Cretaceous amber has ponied up another spectacular find, and something rarely seen before: tiny arachnids, with mobile tails longer than their bodies.

The creatures were encased in tree resin roughly 100 million years ago, during the mid-Cretaceous, and the discovery shows that the extraordinary family of arachnids could have roamed our planet for at least 280 million years.

But some of the features on these amazing specimens have made scientists disagree on where the newly discovered species sits on the evolutionary tree.

Named Chimerarachne yingi, the arachnid shares a lot of features in common with modern spiders. It has eight legs, two male pedipalps, fangs, and spinnerets on the rear of its opisthosoma.

What makes it confusing is that the creature also has a long flagellate tail, called a telson, measuring around 3 millimetres to the 2.5 millimetres of the arachnid's body.

There are modern-day arachnids with this appendage - in regular scorpions, this is the stinger, and whip scorpions have a long, whip-like tail; but spiders are quite telson-less.

Although it is difficult to say for sure, C. yingi probably used its tail for sensing.

"Any sort of flagelliform appendage tends to be like an antenna," said palaeontologist and arachnologist Paul Selden of the University of Kansas.

"It's for sensing the environment. Animals that have a long whippy tail tend to have it for sensory purposes."

c yingi tailed arachnid body copy(Bo Wang)

It also probably lived in or near trees, since it was encased in amber, but further details about its lifestyle are impossible to ascertain.

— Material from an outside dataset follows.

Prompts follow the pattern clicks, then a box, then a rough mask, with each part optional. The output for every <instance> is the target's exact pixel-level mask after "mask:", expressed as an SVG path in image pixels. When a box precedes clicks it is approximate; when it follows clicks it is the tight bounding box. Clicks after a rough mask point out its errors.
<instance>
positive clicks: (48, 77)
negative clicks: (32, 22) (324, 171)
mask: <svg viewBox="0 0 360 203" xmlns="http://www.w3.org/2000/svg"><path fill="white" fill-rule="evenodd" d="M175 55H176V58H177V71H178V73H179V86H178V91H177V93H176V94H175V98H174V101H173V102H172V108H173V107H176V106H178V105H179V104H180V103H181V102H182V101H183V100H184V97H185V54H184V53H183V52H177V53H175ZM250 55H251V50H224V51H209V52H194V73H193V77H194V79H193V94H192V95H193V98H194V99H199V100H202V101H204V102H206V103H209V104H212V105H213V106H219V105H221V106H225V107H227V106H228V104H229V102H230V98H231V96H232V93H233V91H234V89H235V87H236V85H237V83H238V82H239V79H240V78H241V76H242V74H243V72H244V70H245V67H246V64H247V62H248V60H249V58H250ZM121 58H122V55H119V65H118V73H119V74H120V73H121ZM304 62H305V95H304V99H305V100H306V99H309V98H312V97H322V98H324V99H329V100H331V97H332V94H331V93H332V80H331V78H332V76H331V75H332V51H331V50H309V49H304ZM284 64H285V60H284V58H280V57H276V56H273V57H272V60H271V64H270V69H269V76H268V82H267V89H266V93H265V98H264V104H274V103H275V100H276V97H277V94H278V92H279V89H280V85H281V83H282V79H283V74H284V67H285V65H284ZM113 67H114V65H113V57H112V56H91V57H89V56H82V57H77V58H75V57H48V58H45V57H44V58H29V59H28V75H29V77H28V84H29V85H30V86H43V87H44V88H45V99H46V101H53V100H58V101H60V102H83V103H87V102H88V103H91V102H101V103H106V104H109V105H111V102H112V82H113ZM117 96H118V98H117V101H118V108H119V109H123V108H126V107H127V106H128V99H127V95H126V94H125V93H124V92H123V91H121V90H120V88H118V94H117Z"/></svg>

"We don't know if it wove webs," Selden said. "Spinnerets are used to produce silk but for a whole host of reasons - to wrap eggs, to make burrows, to make sleeping hammocks or just to leave behind trails. If they live in burrows and leave, they leave a trail so they can find their way back."

Selden belongs to one of two international teams who have just published papers on the arachnid - and each paper reaches a different conclusion. One study was led by Bo Wang, and the other by Diying Huang, both of the Chinese Academy of Sciences.

C. yingi strongly resembles much earlier creatures, previously studied by Selden a few years ago. Dating back 380 million years, to the Devonian, and 290 million years, to the Permian, the two specimens formed the basis of a new order of arachnid, now extinct: Uraraneida.

But there were key differences. C. yingi has a pedipalp modification for sperm transfer not seen in Uraraneida. And Uraraneida, unlike C. yingi, do not possess spinnerets.

According to Wang's team, this means that the newly discovered creature is closer to a modern spider, Araneae - a sister group to Uraraneida, a spider ancestor or close relative that had developed the spinneret, but not yet lost the telson.

Huang's team, on the other hand, believes that C. yingi falls squarely within Uraraneida.

c yingi illustration(University of Kansas)

"The new fossils, which are extraordinarily well preserved, exhibit all the characters described for Uraraneida and other stemgroup spiders, such as the segmented abdomen with spigots and a long flagellum, while also bearing characters previously only known from Araneae, such as a modified male palp (presumably to function as a sperm transfer organ) and typical spider spinnerets with spigots," wrote the team in their paper.

They also note that, because spiders coexisted with Uraraneids during the Cretaceous (which we also know from amber fossils), this serves as evidence that Uraraneida did not evolve into Araneae.

More research (and probably more arguing) may need to be done to settle the debate, and it's possible we may never know the answer - but the find underscores the value of Cretaceous amber from Myanmar.

After a piece of amber surfaced in Myanmar (formerly Burma) in 2015 that contained part of a feathered dinosaur tail, scientists have been increasingly looking to the region for amber fossils. Two dinosaur wings and a Cretaceous bird have also been found in Myanmar amber.

C. yingi is known from four specimens from Myanmar (the teams described two each in their papers), which became available last year.

The two papers were published in Nature Ecology & Evolution here and here.